Musim panas ini Aisha menjalani operasi di AS yang dibiayai Grossman Burn Foundation, California. Dengan hidung baru dan senyumnya yang terus mengembang, Aisha cukup percaya diri kala tampil menerima penghargaan Enduring Heart Award di hadapan politisi, pengacara, serta pengagumnya yang menghadiri event tahunan yayasan tersebut.

Seperti diwartakan TIME Agustus lalu, Aisha menikah dini pada usia 13 tahun. Lepas pernikahan ia hampir tiada henti menjadi target kekerasan  suaminya. Berulang-ulang ia berusaha kabur, tetapi selalu gagal. Si suami yang berang lantas menghukumnya dengan memotong hidung dan telinganya. Namun upaya Aisha lepas dari penderitaan akhirnya berhasil.

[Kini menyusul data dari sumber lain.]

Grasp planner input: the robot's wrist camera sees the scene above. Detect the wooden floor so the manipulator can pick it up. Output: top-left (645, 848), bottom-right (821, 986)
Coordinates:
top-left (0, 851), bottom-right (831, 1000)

‘’Saya lebih suka mengonfrontir pembaca dengan perlakuan Taliban daripada mengabaikannya. Akan lebih baik orang tahu realitas itu ketika mereka berpikir tentang apa yang dilakukan AS dan sekutunya di Afghanistan,’’ tulis Redaktur Pelaksana TIME Richard Stengel pada edisi Agustus tersebut.

Belum diketahui pasti berapa lama merampungkan operasi rekonstruksi hidung Aisha mengingat operasi rekonstruksi menuntut pemasangan tulang hidung (kombinasi tulang dan tulang rawan) sebagaimana otot dan kulit. Menutup bagian hidung yang bolong dengan mengambil kulit dari bagian tubuh Aisha menjadi alternatif yang diyakini mampu memberikan hasil lebih bagus secara estetis karena lebih matching warnanya.

Aisha pun layak berbesar hati mengingat pada 2007 para ahli bedah rekonstruksi di Johns Hopkins mampu memperbaiki  kerusakan lebih parah pada hidung Michael Fletcher, veteran Perang Irak, dengan mencangkokkan dari bagian-bagian tubuhnya sendiri. Bedah rekonstruksi Fletcher butuh enam tahapan dan prosedur yang terpisah dalam waktu setahun dengan total waktu 40 jam.

Pada operasi itu, dokter mengambil kulit bagian dalam lengan Fletcher untuk membuat saluran hidung. Sedangkan susunan hidung dibuat dengan memanfaatkan tulang rawan dan tulang dari iga serta telinga Fletcher. Hasilnya luar biasa. Hidung Fletcher sangat berfungsi; bisa untuk bernapas, mencium, bahkan untuk bersin.

‘’Sejak awal rekonstruksi hidungnya tidak pernah langsung rampung. Ia memang menginginkan hidungnya lagi, tak peduli orang sedunia lalu melihat goresan-goresan bekas lukanya,’’ ujar Dr. Patrick Byrne yang terlibat dalam rekonstruksi Fletcher.

Operasi rekonstruksi Aisha diprediksi juga berlangsung setahun. Dengan hidung barunya itu, perempuan Afghanistan ini diharapkan bisa kembali ceria menyapa dunia meski apa yang hilang dari dirinya takkan tergantikan. Karena ia tak harus selalu berada di ranjang rumah sakit, demikian Daily Beast, sembari menjalani proses panjang rekonstruksi itu Aisha masih bisa sekolah serta mengikuti sesi konseling psikologi.

‘’Saat bertemu dokter, kukatakan kepadanya semua kisahku. Ayahku berpesan agar tidak memberi tahu siapa pun tentang kisahku sepenuhnya. Namun akan kukatakan semuanya, semua, karena aku bukan pembohong. Kuberitahu mereka karena aku rasa kisahku harus diceritakan,’’ tutur Aisha.